# sauger at racine dam



## coondog32 (Jun 20, 2011)

Any one started catching auger yet


----------



## pppatrick (Apr 21, 2012)

how far are you from the dam? no location on your profile.

if its a long drive, you've probably got places nearer that could turn out some good results. and smaller bodies of water with smaller low head type dams, tailraces from lakes and river confluences are easier to figure out than a dam on the big O.

if you're close (within 45 min) i would suggest hitting it at peak times (day break and sunset) and just putting in the work. dragging and popping jigs (1/4 - 1/2 oz) with 3' - 4" twisters and paddle tail grubs or shiners and fathead minnows.


----------



## BigFishHunter (Dec 14, 2011)

Went down today and didn't get any.
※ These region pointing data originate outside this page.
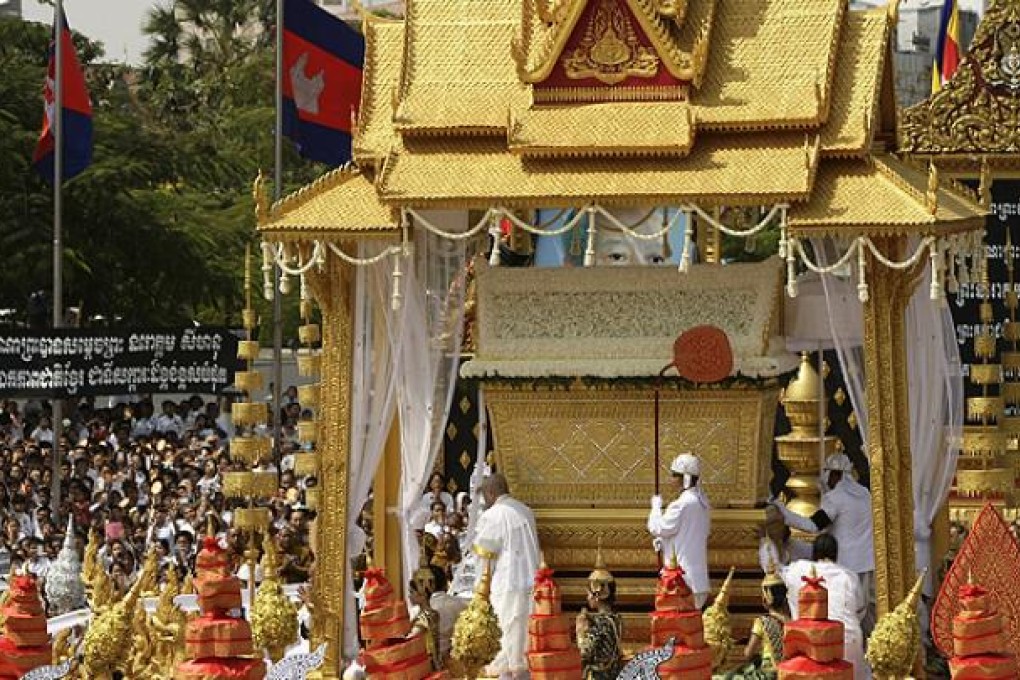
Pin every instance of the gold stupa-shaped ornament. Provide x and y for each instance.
(983, 469)
(804, 449)
(476, 633)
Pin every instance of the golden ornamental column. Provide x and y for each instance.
(888, 422)
(332, 289)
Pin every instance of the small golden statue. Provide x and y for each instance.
(476, 634)
(426, 621)
(273, 616)
(718, 631)
(599, 627)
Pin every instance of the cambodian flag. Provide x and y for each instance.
(322, 64)
(77, 114)
(948, 49)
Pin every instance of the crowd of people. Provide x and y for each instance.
(141, 478)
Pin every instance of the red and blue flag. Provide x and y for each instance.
(75, 110)
(323, 58)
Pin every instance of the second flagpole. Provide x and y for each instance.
(57, 122)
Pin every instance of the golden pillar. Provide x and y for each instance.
(332, 289)
(888, 422)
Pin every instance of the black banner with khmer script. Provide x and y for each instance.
(74, 362)
(966, 303)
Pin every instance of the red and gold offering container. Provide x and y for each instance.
(551, 656)
(24, 644)
(676, 617)
(218, 645)
(978, 642)
(813, 645)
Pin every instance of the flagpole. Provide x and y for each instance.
(57, 122)
(277, 299)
Water was a little muddier than i was hoping for. I'd say mid week-next weekend should be good. Water just needs to clear up.


----------



## I Fish (Sep 24, 2008)

BigFishHunter said:


> Went down today and didn't get any.


I went to Belleville yesterday and ran into some friends that live about 15 minutes from Racine. They haven't caught any Sauger there yet this year, and very few catfish or hybrids, for that matter. 

Belleville hasn't been much better. In 8 hours, out of 5 of us, one guy caught 4 smallish sauger, another guy caught a 15" hybrid. I went hiking, from the dam all the way down to the fishing pier, and caught one 3lb smallmouth and one 27" walleye. Of all the people that came and went, we didn't see another fish caught. A couple of the guys said that was the most fish they've seen caught there in a couple months.
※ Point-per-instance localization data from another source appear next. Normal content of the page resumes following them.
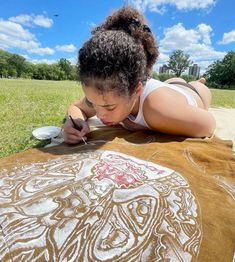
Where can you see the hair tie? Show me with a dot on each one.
(135, 22)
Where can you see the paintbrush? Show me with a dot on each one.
(78, 128)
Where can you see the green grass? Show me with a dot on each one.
(223, 98)
(28, 104)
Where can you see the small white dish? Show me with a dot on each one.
(46, 132)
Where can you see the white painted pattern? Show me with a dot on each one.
(97, 206)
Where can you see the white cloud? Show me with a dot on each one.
(21, 19)
(29, 20)
(42, 51)
(41, 20)
(160, 5)
(195, 42)
(228, 38)
(13, 35)
(66, 48)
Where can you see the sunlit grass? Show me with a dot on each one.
(28, 104)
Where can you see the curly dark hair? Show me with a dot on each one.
(119, 54)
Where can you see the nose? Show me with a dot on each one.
(100, 113)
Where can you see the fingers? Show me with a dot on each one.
(71, 134)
This shad kill really sucks.


----------



## pppatrick (Apr 21, 2012)

i'm the opposite, i'd much rather have stained, milky or murky water for sauger or saugeye. the less light penetration, the shallower they 're likely to move to feed, and seem to be more active during the lull periods of the day in stained water. the light gathering layer in their eyes are incredibly sensitive. so anything that can prevent it, is good for me, whether it be some chop on the water from wind or current, stained water, cloud cover, rain or a waning sun. the tailrace and low head dams i usually fish, are constantly at less than a foot of visibility. but those fish can see fine and key in on vibrations too.


----------



## boostedtrex (May 4, 2013)

Have the eyes picked up down there yet. I might head down from Athens friday and try the river for them for first time. Been killing them at buckeye lake just want to try the river.

Sent from my Galaxy Nexus using Ohub Campfire mobile app


----------



## coondog32 (Jun 20, 2011)

Thanks for all the info I live about 30 minitus from Indian lake that's where I fish most of time just wanted to try something new.


----------